The importance of submitting an online self assessment tax return

Tim Humphries, senior tax manager at Menzies accountants gives top tips on filling in the online self-assessment form and explains the importance of submitting a return by 31 January.

You can also check out our full guide on How to complete a self-assessment tax return.

Tips on completing the form: where do people get confused and what mistakes people make?

  • People often miss off items such as student loan repayments and the Higher Income Child Benefit charge as their mind is focusing on tax and not necessarily ancillary items.
  • As bank interest has tax deducted at the source, not everyone thinks to include it on their tax returns as they assume sufficient tax has been paid.
  • It takes around four weeks to register for self-assessment so if you are due to complete a Return for the first time and have not previously registered you really need to do so before Christmas at the absolute latest. Once registered it then takes around seven days to set up an online account with HMRC.
  • If you change jobs part way through the year and receive a payment after your P45 has been issued this payment will not be on your P60 at the end of the year so don’t forget to include it separately.
  • Make sure you collate all the invoices raised and expenses receipts to include on your Return, prior to starting it. It is often easier to summarise everything on a spreadsheet so you have the totals to hand to include on your tax return.
  • If your turnover from your self-employed business is less than the VAT threshold (£85,000 for the 2018/19 tax year) you can use the Cash Basis, which means you only pay tax on money received and claim relief for expenses paid out.
  • HMRC produce toolkits for self-employment and property income to help unrepresented taxpayers get their tax returns right. Search ‘HMRC toolkits’ online for a full list.
  • Don’t leave it to the last minute!  The 31st of January is a Saturday this year so your accountant may not be working that day!

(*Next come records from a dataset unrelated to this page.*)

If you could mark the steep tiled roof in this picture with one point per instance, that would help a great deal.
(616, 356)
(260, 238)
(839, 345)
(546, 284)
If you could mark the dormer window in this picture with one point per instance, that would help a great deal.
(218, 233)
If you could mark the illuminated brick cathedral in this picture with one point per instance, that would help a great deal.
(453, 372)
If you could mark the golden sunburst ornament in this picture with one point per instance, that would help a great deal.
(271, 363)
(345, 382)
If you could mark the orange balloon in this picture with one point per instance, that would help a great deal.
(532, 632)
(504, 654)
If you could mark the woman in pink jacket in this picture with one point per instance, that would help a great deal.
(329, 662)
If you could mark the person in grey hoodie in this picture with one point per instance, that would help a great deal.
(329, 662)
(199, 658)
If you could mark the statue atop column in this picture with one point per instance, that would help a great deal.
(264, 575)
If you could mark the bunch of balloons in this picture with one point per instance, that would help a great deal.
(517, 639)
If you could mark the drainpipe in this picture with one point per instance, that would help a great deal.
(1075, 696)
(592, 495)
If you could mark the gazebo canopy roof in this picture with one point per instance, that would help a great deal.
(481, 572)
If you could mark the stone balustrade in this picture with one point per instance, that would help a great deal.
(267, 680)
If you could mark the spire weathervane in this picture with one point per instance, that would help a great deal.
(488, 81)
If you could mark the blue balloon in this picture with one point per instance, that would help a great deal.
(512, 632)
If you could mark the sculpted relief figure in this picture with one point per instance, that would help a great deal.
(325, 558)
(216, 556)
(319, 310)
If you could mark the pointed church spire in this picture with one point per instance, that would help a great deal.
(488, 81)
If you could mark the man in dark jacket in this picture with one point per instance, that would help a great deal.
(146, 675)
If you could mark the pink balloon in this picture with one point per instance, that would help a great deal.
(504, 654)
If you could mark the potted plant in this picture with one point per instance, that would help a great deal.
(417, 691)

Tips on what you can claim as expenses (that not everyone may be aware of) and the things you should volunteer that people forget: 

  • Professional subscriptions can be deducted from employment income. HMRC provide a list of professional bodies they accept claims for. If your institute isn’t on the list you can still claim it but may need to convince HMRC at a later date that it’s allowable.
  • If you undertake business mileage and your employer reimburses you less than the statutory amount of 45p a mile for the first 10,000 miles and 25p thereafter then you can claim relief for the additional expenses.
  • If you are required to work from home it may be possible to claim for the use of your home against your employment income. HMRC allow a claim of £4 a week without the need to keep records. Any claim in excess of this amount will need to be backed up with household bills.
  • Pension contributions also attract a higher rate and additional rate tax relief. This does not include any contributions from your employer.
  • Making investments into Enterprise Investment Scheme (“EIS”) or Seed EIS qualifying shares will entitle the investor to income tax relief. The relief can be backdated to last year. Such investments made now can also be used to defer, or in the case of SEIS investments reduce your 2013/14 capital gains tax liability.

For those who haven't saved for their tax bill soon to be paid - how much should they save next year and what are the best ways of saving this?

  • If you are earning £100,000 a year as a rule of thumb you should be putting 35% of your income aside. If you are repaying a Student loan it should be 9% higher than this.
  • For those who are self-employed and struggling to find the tax due there are a number of specialist providers out there who are willing to make short-term loans to cover tax liabilities based on the amount, your customers owe you. If HMRC refuse you a payment plan, these lenders can offer a cheaper alternative to maxing out credit cards.